Breast self examination does not improve cancer survival

BMJ 2002; 325 doi: (Published 12 October 2002) Cite this as: BMJ 2002;325:793
  1. Deborah Josefson
  1. Nebraska

    Teaching women breast self examination is not cost effective, nor does it lead to improvements in survival from breast cancer, according to a large, 10 year, randomised observational study conducted in Shanghai, China (J Natl Cancer Inst 2002;94:1445-57).

    Breast self examinations did, however, lead to earlier detection of breast lesions and increased the number of biopsies for benign breast lumps.

    David Thomas and Roberta Ray and colleagues from the Fred Hutchinson Cancer Research Center in Seattle, Washington, in conjunction with Dao Li Goa and colleagues from the Shanghai Textile Industry Bureau in Shanghai, China, conducted a study to examine the efficacy of breast self examination in reducing breast cancer mortality.

    The study group was a cohort of 266064 female factory workers drawn from 519 textile factories in Shanghai between October 1989 and October 1991. The women were followed up until December 2000. A total of 132979 women were randomly assigned to be instructed in intensive self examination and 133085 women were assigned to a control group that did not receive any instruction.

    Performing breast self examination did not lead to significant gains in survival. At the 10 year follow up point 154 women (0.12%) in the self examination group and 158 (0.12%) in the control group developed breast cancer and died. Of these deaths, 135 in the instruction group and 131 in the control group were deemed to be caused by the breast cancer itself. The number of breast cancers diagnosed overall was 1747, of which 864 were in the self examination group and 890 in the control group.

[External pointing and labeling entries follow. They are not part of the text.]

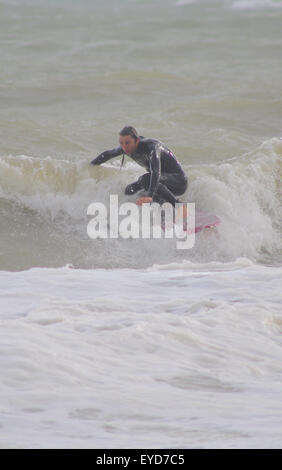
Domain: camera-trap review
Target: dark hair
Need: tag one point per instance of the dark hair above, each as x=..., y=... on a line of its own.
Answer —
x=129, y=130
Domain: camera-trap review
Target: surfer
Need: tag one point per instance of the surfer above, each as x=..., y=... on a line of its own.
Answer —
x=165, y=178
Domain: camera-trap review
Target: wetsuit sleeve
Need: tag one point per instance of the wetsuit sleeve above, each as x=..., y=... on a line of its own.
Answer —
x=107, y=155
x=155, y=167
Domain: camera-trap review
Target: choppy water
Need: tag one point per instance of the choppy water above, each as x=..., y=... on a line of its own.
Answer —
x=133, y=343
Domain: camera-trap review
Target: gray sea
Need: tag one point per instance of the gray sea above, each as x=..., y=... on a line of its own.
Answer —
x=133, y=343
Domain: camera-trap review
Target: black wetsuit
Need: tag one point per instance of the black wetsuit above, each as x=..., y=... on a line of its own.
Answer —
x=165, y=178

    The cumulative risk ratio for women in the instruction group relative to the control group was 1.04 (95% confidence interval 0.82 to 1.33).

    The number of breast biopsies performed for benign disease was considerably higher in the self examination group than in the control group: 2761 compared with 1505.

    Treatment patterns were similar in the two groups. About 24% of women with breast cancer in each group were given radiation treatment, while 84% in the self examination group and 82% in the control group were treated with tamoxifen. Single and multiagent chemotherapy rates were also similar in the two groups: 6.1% and 7.1% for single agents and 80% and 81% for multiple agents. About 30% of each group used traditional Chinese medicines.

    The authors concluded that, in general, teaching breast self examination is a waste of money—in developed countries and in more disadvantaged areas. In countries where mammography is available it is far superior and more specific in picking up cancerous lesions, they say. “In developing countries, where mammography screening is not available, it would not seem to be a good use of limited funds available for preventive services to promote the practice [of breast self examination],” they add.

    Currently the US Preventive Health Services Task Force recommends neither for nor against self examination. The American Cancer Society still promotes the practice.

    Advice to women to undertake breast self examination was abandoned over 10 years ago in the United Kingdom.